I also went through my manual tensioner again and came out with the same tension so I'm pretty sure I got it right. Has roughly half inch of play with all the slack pulled up between the two cams. Too loose? too tight?
Never use a torque wrench on 6mm bolts they will strip out. Most people don't know how to use a torque wrench which makes the problem worse. They also tend to buy a cheap torque wrench which isnt even close to being calibrated correctly. Tighten them by hand using a short 1/4" ratchet, you'll feel it when it's tight.
What type of allen head screws are those in the cam caps?
I just finished an overhaul of a KZ900 engine for a customer. Every cam cap bolt hole was stripped, the last "mechanic" who worked on it driiled holes all the way thru the head where he could and then installed long bolts with nuts. For the holes he couldn't drill thru he simply installed the bolts back in with large amounts of epoxy. Surprisingly it was running when I got it.
These engines are air cooled I read you let your fresh engine idle for 15 to 20 minutes at 2500 rpm? Please tell me you didn't do that.
Admittedly my in lb torque wrench is cheap, though I figured calibration wouldn't need to be spot on since I was so far from the FSM spec. They torqued down fine just apparently didn't have good enough threads to hold once they got some actual stress on them. Lesson learned I suppose.

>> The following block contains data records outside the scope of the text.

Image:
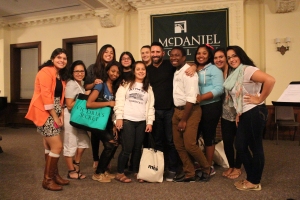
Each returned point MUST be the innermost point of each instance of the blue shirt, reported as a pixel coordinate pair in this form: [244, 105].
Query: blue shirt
[211, 80]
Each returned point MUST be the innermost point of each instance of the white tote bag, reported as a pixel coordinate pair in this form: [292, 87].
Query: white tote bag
[151, 164]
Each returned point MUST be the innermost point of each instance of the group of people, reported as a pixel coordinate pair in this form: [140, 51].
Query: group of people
[174, 100]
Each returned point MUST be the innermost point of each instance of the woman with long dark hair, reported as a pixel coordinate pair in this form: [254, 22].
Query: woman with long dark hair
[110, 84]
[95, 74]
[75, 140]
[126, 60]
[134, 112]
[210, 89]
[244, 85]
[45, 111]
[228, 126]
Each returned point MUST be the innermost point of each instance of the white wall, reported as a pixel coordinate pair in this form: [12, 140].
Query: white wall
[285, 68]
[252, 25]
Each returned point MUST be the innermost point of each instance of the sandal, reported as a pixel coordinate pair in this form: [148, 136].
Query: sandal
[79, 175]
[227, 172]
[122, 178]
[205, 177]
[247, 186]
[139, 180]
[234, 174]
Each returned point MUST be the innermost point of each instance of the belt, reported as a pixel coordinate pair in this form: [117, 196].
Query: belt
[182, 107]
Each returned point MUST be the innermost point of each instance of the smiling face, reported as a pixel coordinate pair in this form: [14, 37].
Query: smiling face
[113, 73]
[60, 61]
[233, 60]
[220, 59]
[78, 73]
[126, 61]
[176, 58]
[157, 54]
[140, 72]
[145, 54]
[202, 56]
[108, 55]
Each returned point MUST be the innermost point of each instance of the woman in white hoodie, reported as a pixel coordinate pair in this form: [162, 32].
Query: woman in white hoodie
[134, 112]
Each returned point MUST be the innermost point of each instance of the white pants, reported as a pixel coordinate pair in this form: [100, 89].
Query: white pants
[73, 137]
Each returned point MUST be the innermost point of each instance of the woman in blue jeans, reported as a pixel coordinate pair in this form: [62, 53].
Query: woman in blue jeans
[248, 87]
[109, 136]
[134, 112]
[228, 126]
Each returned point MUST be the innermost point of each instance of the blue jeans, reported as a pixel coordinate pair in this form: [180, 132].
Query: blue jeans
[163, 138]
[132, 141]
[249, 136]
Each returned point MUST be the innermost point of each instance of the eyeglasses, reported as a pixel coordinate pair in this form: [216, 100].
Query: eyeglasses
[233, 56]
[79, 71]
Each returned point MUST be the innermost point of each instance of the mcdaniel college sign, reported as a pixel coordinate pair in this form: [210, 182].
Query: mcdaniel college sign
[190, 29]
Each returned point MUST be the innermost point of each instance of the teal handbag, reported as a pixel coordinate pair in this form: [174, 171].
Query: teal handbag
[89, 119]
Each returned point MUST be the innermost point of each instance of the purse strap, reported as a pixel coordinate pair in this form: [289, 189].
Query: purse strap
[151, 143]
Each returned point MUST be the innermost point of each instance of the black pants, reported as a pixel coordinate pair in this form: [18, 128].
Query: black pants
[108, 152]
[228, 135]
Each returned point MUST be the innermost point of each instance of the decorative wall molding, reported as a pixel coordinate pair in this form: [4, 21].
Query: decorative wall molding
[285, 6]
[236, 18]
[47, 20]
[107, 18]
[118, 5]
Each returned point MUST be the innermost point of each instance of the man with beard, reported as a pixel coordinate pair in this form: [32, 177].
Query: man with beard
[145, 55]
[161, 74]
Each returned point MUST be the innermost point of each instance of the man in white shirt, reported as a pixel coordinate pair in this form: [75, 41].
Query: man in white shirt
[186, 118]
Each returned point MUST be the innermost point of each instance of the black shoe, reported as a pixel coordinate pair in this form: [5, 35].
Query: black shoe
[204, 177]
[184, 179]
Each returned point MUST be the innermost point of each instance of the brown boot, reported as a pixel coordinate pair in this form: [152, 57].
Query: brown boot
[58, 179]
[48, 182]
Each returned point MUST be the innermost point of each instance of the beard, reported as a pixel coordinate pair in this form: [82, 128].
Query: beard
[160, 58]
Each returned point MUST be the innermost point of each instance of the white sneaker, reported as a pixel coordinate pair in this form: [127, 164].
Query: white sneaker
[101, 178]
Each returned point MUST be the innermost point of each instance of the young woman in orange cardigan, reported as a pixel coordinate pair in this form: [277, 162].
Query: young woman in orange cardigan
[45, 111]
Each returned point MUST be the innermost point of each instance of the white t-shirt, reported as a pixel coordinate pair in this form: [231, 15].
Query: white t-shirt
[249, 87]
[72, 89]
[135, 103]
[185, 88]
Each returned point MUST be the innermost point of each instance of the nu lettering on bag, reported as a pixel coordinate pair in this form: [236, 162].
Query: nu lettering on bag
[90, 114]
[153, 167]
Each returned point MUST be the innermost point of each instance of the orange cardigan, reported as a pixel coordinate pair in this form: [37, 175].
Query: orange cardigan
[43, 96]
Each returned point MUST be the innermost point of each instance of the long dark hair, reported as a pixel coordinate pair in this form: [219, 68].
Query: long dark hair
[131, 80]
[210, 54]
[63, 73]
[130, 56]
[241, 54]
[73, 65]
[116, 82]
[99, 66]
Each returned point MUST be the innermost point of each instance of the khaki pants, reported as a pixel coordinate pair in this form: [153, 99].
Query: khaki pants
[186, 142]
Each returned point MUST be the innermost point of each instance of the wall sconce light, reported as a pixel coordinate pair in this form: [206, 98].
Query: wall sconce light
[282, 49]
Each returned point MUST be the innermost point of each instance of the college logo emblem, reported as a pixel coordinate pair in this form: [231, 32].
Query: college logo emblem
[180, 26]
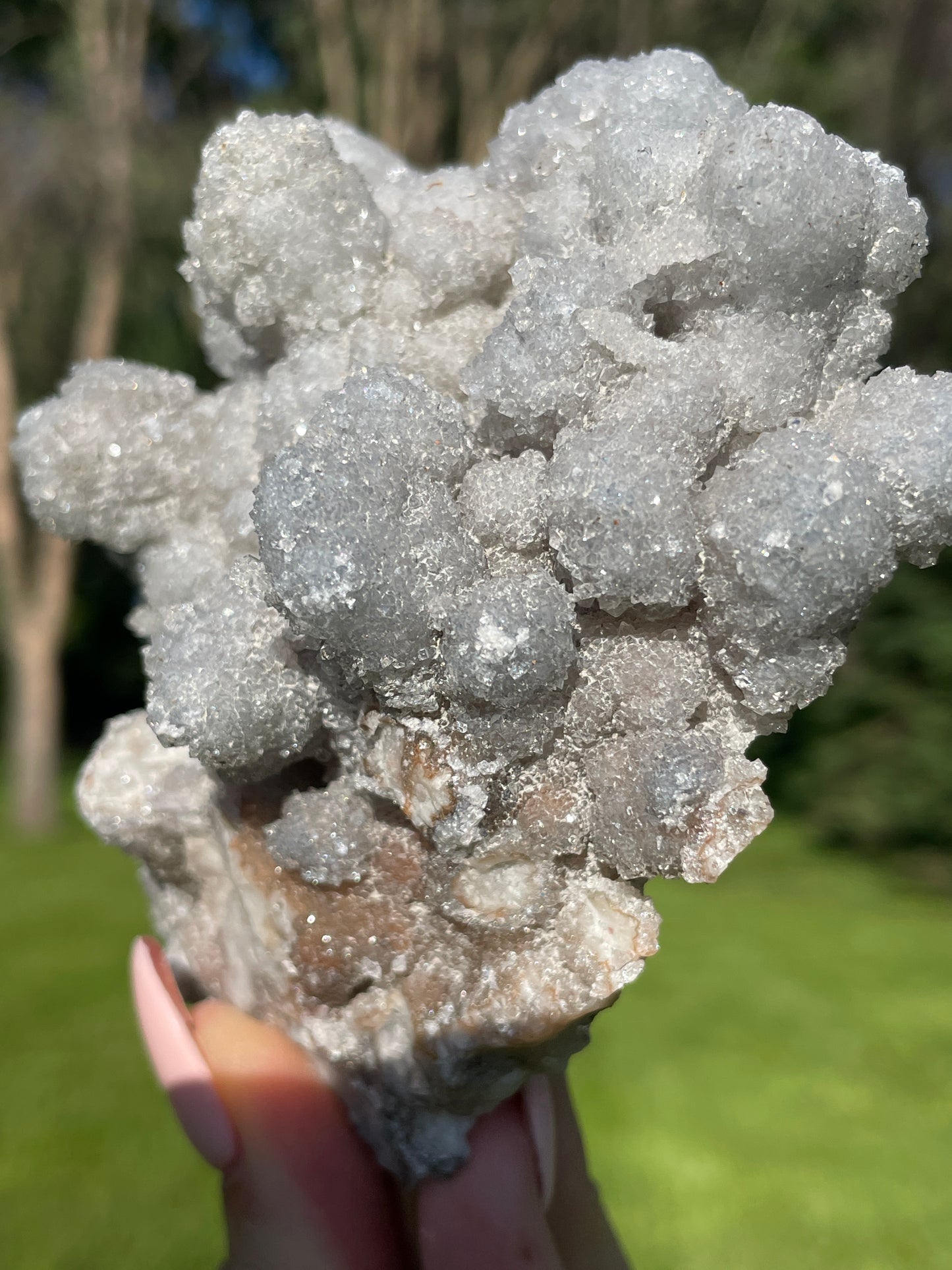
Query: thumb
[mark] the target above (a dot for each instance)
(301, 1189)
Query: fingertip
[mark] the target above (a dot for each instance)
(177, 1060)
(540, 1114)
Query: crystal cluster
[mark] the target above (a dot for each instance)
(532, 494)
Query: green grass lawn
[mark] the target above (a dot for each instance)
(775, 1093)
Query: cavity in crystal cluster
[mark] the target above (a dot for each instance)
(532, 494)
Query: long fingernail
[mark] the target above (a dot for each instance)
(177, 1060)
(540, 1114)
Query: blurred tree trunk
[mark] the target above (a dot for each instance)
(404, 53)
(36, 568)
(486, 89)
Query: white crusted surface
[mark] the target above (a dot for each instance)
(538, 492)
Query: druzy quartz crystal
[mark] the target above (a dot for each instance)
(531, 496)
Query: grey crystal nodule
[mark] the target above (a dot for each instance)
(535, 492)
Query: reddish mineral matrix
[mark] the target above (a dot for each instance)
(535, 492)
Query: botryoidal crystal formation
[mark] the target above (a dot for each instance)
(534, 493)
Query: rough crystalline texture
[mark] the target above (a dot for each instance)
(532, 496)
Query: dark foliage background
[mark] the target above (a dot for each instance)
(870, 763)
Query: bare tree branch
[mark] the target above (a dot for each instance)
(335, 49)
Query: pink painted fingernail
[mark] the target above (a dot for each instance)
(540, 1114)
(177, 1060)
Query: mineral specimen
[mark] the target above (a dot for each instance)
(534, 494)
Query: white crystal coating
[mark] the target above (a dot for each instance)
(536, 493)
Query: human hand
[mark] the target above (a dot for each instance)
(302, 1190)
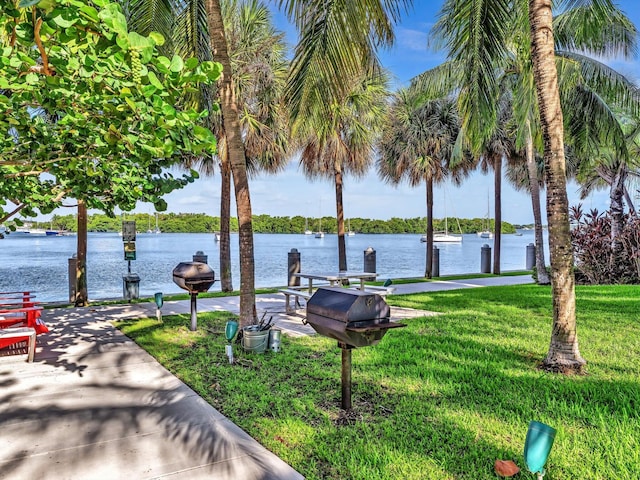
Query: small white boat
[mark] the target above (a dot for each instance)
(350, 233)
(28, 232)
(443, 237)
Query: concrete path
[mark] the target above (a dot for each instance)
(94, 405)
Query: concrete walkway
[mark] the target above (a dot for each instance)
(94, 405)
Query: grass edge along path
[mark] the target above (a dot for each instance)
(441, 399)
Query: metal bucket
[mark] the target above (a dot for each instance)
(274, 339)
(254, 340)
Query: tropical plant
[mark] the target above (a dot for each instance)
(237, 161)
(342, 143)
(259, 68)
(417, 145)
(115, 102)
(597, 263)
(564, 353)
(336, 56)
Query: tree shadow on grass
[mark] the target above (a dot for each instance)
(94, 405)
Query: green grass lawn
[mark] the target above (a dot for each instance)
(441, 399)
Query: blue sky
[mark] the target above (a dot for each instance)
(290, 194)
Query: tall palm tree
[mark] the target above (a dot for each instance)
(337, 46)
(260, 70)
(258, 67)
(237, 161)
(337, 42)
(417, 145)
(342, 142)
(481, 51)
(564, 352)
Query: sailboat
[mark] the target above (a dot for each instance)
(319, 233)
(350, 233)
(486, 232)
(445, 236)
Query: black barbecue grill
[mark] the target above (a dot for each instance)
(194, 277)
(353, 317)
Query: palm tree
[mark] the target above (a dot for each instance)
(563, 351)
(482, 52)
(237, 161)
(336, 50)
(419, 137)
(260, 70)
(338, 41)
(342, 142)
(258, 67)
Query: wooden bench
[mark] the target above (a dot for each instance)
(296, 293)
(22, 333)
(380, 290)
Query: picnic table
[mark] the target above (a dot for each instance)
(330, 279)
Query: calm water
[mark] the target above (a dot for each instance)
(40, 264)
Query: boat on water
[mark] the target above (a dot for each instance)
(319, 233)
(443, 237)
(24, 231)
(350, 233)
(486, 224)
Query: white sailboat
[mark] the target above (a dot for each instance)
(486, 232)
(350, 233)
(445, 236)
(319, 233)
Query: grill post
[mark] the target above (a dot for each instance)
(194, 311)
(346, 375)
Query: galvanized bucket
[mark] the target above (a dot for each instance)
(274, 339)
(254, 340)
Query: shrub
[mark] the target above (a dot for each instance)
(596, 261)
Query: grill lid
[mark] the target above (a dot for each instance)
(194, 277)
(352, 317)
(348, 305)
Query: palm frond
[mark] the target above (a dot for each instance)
(597, 27)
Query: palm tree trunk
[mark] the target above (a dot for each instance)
(428, 271)
(342, 248)
(226, 283)
(497, 234)
(82, 296)
(627, 197)
(616, 210)
(534, 189)
(237, 161)
(563, 354)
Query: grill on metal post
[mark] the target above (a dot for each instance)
(354, 318)
(194, 277)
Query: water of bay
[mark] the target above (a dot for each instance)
(40, 264)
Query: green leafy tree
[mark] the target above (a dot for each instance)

They are 18-8 ss allen head bolts.
Hah that sounds like a jury-rigged engine right there.
I did, though in all honesty it probably wasn't that long. I didn't time it, but it hit 210 at the valve cover when I shut it off. If it's overheating you're worried about I had a big ol industrial fan pushing air over her and watched the temp with an ir thermometer. Just a full heat cycle to torque the head nuts down the rest of the way.
Overheating and thats hard on a new set of rings. New rings don't like heat and sitting there at 2500 rpm is a good way to glaze the cylinder up so the rings never bed in correctly. Bedding in new rings and pistons requires high cylinder pressure and most of the breakin on a rebuilt engine occurs in the first 10 to 20 minutes of engine start so sitting there at 2500 rpms at low cylinder pressures the rings simply glaze the cylinder walls.